RHI and several RHI affiliates have entered into settlement agreements with the previous owners of certain former affiliated US companies and the companies themselves, which have been operating under Chapter 11 of the US Bankruptcy Code since the beginning of 2002. These settlement agreements, which were filed with the competent Bankruptcy Court in Pittsburgh, represent important steps to resolve open issues and legal disputes, among other things related to the acquisition of Global Industrial Technologies, Inc. (“GIT”) in the year 1999 and the related Chapter 11 proceedings. All agreements reached are subject to the approval by the court in Pittsburgh.
The agreements include the following central issues:
RHI and DII Industries (“DII“) have agreed to settle their legal disputes about an agreement made in the year 2002 regarding further payments in the context of the Chapter 11 proceedings of Harbison-Walker. In December 2003, DII initiated voluntary Chapter 11 proceedings in accordance with the US Bankruptcy Code and presented a plan of reorganization, which, among other things, provided for the establishment of trust funds for asbestos and silica-based claims against Harbison-Walker and permanent channeling injunctions in accordance with Sections 524(g) and/or 105 of the US Bankruptcy Code with respect to such claims. If the settlement agreement is approved, the DII plan of reorganization will be amended to provide, among other things, that RHI AG and its affiliates will be beneficiaries of the channeling injunctions contemplated by the DII plan of reorganization. If the Bankruptcy Court approves the agreement, DII will pay USD 10.0 million to RHI Refractories Holding and, on behalf of the RHI companies, USD 1.0 million to the asbestos and silica trusts.

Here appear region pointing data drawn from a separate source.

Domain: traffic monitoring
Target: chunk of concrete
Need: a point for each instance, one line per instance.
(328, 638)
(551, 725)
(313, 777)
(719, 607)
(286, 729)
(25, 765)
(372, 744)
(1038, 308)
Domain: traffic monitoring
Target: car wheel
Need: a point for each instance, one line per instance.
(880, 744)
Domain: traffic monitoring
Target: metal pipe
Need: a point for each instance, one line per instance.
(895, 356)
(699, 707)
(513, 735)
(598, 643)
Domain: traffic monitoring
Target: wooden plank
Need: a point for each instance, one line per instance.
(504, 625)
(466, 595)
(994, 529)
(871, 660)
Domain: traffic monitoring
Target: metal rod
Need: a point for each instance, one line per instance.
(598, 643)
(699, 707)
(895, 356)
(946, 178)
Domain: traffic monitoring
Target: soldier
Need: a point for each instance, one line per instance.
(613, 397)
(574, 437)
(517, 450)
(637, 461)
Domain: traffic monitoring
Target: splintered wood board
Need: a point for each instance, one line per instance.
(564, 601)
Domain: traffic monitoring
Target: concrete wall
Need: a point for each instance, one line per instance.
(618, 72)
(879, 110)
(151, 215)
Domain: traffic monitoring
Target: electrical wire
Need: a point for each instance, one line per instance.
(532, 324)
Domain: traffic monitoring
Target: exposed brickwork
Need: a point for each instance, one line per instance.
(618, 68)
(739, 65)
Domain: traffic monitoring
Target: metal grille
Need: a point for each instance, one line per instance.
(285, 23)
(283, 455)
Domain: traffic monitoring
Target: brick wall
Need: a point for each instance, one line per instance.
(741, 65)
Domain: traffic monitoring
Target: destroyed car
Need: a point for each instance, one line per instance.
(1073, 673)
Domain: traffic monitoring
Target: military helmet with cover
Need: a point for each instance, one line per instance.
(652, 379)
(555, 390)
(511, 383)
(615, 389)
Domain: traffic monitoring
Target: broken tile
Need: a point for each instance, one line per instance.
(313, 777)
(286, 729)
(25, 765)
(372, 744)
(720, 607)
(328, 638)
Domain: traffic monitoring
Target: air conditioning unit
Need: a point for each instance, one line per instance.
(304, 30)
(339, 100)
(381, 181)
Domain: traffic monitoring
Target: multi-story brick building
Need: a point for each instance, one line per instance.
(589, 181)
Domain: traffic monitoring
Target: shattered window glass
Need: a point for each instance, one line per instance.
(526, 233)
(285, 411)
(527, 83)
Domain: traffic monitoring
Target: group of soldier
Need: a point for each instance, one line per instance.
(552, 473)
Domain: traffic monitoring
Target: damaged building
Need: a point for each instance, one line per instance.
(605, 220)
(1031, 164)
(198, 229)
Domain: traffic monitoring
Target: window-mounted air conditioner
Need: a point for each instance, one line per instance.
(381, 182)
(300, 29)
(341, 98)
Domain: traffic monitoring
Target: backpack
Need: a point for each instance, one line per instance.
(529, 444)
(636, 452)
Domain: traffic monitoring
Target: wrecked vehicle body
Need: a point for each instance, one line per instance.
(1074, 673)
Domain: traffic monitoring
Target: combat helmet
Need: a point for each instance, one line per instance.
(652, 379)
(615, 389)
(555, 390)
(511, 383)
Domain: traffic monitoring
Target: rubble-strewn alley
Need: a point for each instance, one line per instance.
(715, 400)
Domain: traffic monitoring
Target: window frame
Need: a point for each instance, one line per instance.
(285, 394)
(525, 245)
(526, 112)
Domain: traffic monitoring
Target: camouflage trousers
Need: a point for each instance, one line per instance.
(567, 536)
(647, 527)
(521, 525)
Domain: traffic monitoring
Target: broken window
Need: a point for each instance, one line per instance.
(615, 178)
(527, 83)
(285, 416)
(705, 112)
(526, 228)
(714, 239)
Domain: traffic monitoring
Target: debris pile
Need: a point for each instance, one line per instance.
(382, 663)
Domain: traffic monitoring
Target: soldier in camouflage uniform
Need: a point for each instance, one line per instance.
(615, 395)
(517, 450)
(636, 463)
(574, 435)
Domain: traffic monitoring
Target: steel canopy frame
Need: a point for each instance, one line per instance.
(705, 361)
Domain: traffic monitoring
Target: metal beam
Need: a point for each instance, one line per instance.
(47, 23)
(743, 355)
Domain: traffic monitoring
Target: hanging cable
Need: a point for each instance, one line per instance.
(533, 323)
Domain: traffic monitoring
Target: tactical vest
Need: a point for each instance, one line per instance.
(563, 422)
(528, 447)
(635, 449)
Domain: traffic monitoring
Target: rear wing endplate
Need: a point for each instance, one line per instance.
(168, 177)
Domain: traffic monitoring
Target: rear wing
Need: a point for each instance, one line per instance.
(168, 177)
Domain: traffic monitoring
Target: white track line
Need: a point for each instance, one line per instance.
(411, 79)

RHI, several RHI affiliates and various US companies operating under Chapter 11, including North American Refractories Company (NARCO) and GIT, also have reached agreements to settle all mutual prepetition claims, including those arising from receivables, payables, bank guarantees, liabilities and tax issues arising out of the debtors’ affiliation with RHI. If the settlement agreements are approved, the plans of reorganization of the US companies will be amended to provide, among other things, that RHI AG and its affiliates will be beneficiaries of the channeling injunctions of the plans of reorganization. The agreements regulate the handling of bank guarantees and liabilities as well as RHI’s relinquishment of prepetition operating receivables from the US debtor companies and the relinquishment of all shares in the US debtor companies in the course of the Chapter 11 proceedings. As RHI wrote down all accounts receivable and book values of investments affected in the financial statements of 2001, no burdens on the results will arise from these agreements for RHI. A condition to the settlement agreement is a USD 60 million payment by Honeywell International Inc. to RHI Refractories Holding under a prior contract related to NARCO’s Chapter 11 filing.
If the court gives its approval, RHI and its companies will receive protection with respect to all asbestos claims against the debtor companies in the USA on the basis of the settlement agreements reached now. In addition, litigation issues with Halliburton will be resolved and further uncertainties arising from risks and payment agreements related to the Chapter 11 proceedings can be eliminated. The implementation of all settlement agreements can be effected as soon as the court in Pittsburgh gives its approval to the settlement agreements and to the debtors’ reorganization plans within the Chapter 11 proceedings. From today’s perspective, this should be possible in the year 2004.